It is rare that inside President Donald Trump's White House that something bipartisan can get accomplished.
But that is exactly what has happened when it comes to trade.
WHAT CHANGES TODAY
For nearly thirty years, NAFTA, which stands for the North American Free Trade agreement, governed trading between the United States, Mexico and Canada.
It basically sets the rules by which companies needed to follow in order to avoid paying a tariff or fee to ship their product within one of those North American countries.
In recent years however, Democrats and Republicans have both criticized the agreement as a reason companies moved their jobs overseas, particularly to Mexico or Asian countries.
Beginning today, NAFTA is no more with the United States-Mexico-Canada Agreement (USMCA) in effect.
The trade agreement has been read over and scrutinized by lawyers of Fortune 500 companies for months, but some of the biggest impacts affect the auto industry, the steel industry and dairy farmers.
Under the agreement, in order to avoid a tariff, 75% of a car must be built in North America.

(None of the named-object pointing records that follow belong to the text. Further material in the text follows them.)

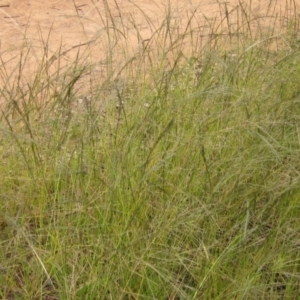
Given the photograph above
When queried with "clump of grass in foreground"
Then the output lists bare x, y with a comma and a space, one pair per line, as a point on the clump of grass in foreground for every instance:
186, 190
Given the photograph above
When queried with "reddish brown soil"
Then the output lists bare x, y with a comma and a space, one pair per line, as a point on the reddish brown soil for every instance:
72, 25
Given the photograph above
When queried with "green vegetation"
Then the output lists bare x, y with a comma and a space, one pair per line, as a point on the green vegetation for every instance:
176, 177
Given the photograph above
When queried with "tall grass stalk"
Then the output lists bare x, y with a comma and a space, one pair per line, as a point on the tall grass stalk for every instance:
167, 173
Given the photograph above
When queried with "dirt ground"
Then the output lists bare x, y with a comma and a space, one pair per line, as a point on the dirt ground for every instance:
72, 25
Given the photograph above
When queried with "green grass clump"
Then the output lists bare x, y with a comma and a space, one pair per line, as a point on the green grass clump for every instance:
176, 177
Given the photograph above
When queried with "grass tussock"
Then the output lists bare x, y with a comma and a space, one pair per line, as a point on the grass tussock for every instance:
174, 175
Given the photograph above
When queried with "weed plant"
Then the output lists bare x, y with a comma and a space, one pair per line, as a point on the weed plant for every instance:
174, 176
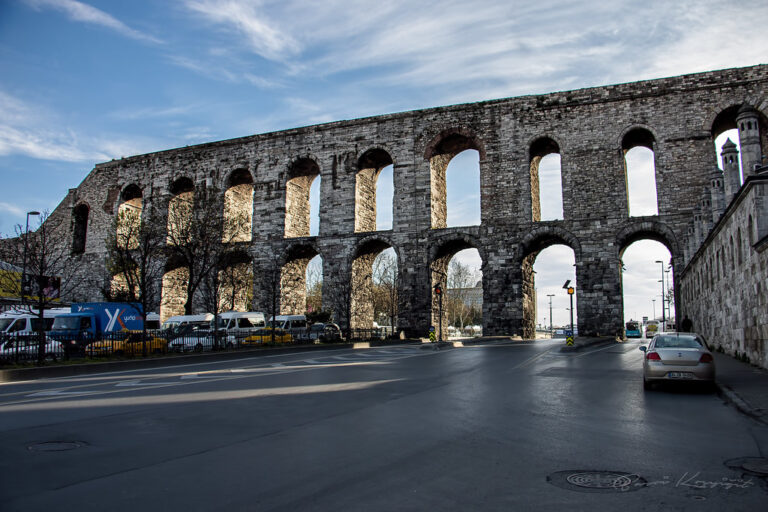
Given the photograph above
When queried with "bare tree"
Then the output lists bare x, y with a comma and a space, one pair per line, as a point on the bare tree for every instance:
385, 278
460, 280
346, 295
194, 238
49, 270
314, 288
135, 254
210, 251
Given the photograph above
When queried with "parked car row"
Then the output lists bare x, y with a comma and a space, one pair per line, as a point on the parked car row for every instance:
111, 329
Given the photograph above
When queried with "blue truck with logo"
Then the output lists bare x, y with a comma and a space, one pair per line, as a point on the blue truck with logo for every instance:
93, 321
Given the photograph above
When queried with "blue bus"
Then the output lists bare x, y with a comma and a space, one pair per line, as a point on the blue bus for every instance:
633, 329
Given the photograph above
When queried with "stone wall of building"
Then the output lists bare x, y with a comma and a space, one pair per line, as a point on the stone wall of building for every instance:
588, 126
724, 288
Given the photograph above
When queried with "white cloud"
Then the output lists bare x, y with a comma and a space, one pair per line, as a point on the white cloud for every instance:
454, 51
78, 11
25, 130
12, 209
248, 19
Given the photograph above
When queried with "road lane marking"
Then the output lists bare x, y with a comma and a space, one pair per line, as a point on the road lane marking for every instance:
531, 360
63, 393
133, 383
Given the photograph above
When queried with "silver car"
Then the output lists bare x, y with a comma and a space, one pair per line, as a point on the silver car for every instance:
677, 357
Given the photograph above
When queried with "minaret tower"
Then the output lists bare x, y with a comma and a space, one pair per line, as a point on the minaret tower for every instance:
748, 123
731, 171
717, 194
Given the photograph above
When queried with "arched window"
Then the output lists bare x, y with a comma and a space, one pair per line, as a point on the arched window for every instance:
455, 155
238, 207
180, 211
301, 176
79, 227
129, 217
739, 244
546, 180
370, 166
640, 172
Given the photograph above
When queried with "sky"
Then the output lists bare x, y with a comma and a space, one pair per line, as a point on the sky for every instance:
84, 82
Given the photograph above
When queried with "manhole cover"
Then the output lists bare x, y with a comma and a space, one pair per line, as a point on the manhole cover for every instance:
597, 481
757, 466
55, 446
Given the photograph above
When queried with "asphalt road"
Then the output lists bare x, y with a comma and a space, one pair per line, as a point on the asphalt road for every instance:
515, 426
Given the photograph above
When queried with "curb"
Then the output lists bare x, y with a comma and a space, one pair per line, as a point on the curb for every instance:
729, 396
586, 342
53, 371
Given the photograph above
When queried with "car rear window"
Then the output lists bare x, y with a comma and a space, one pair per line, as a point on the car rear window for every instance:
679, 342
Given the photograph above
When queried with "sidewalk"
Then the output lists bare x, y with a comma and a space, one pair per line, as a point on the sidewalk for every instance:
743, 385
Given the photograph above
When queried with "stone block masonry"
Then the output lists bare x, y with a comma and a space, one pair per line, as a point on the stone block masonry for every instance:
591, 129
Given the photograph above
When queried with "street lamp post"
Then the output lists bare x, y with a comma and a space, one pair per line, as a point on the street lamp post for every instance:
669, 294
24, 256
550, 313
663, 310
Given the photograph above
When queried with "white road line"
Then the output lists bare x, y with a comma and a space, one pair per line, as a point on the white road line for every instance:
132, 383
63, 393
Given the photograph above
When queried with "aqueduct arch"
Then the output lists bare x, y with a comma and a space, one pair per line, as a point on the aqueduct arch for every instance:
591, 127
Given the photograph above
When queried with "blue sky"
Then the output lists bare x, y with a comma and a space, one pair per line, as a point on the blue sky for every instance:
85, 82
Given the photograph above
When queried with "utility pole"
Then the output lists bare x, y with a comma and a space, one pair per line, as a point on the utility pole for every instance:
663, 310
550, 313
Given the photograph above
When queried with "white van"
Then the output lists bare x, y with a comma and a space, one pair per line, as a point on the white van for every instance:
294, 324
175, 322
240, 324
20, 323
153, 321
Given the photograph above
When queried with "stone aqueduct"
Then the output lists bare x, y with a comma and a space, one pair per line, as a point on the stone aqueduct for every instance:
677, 118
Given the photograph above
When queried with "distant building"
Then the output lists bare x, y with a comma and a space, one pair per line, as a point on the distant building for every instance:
471, 297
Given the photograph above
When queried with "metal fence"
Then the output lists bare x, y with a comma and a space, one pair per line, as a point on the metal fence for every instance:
24, 348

70% of the steel and aluminum in a car must also come from North America.
It also demands 40-45% of the car be built by workers earning at least $16/hour.
That last provision is key because those new wages are nearly triple what Mexico is paying it's workers right now in some instances.
Dairy farmers in the United States will also have expanded access into Canada, which is something the US agricultural community has called for years.
WILL IT CREATE JOBS
The White House claims this new deal will result in hundreds of thousands of jobs in the coming years.
Regarding whether any new jobs are being created right now, Treasury Department spokeswoman Monica Crowley said it is too soon to tell.
"Well it just goes into effect today, but we will see that going forward but the good news that we got today but the good news is that manufacturing has hit a 14 month high in the month of June," Crowley said.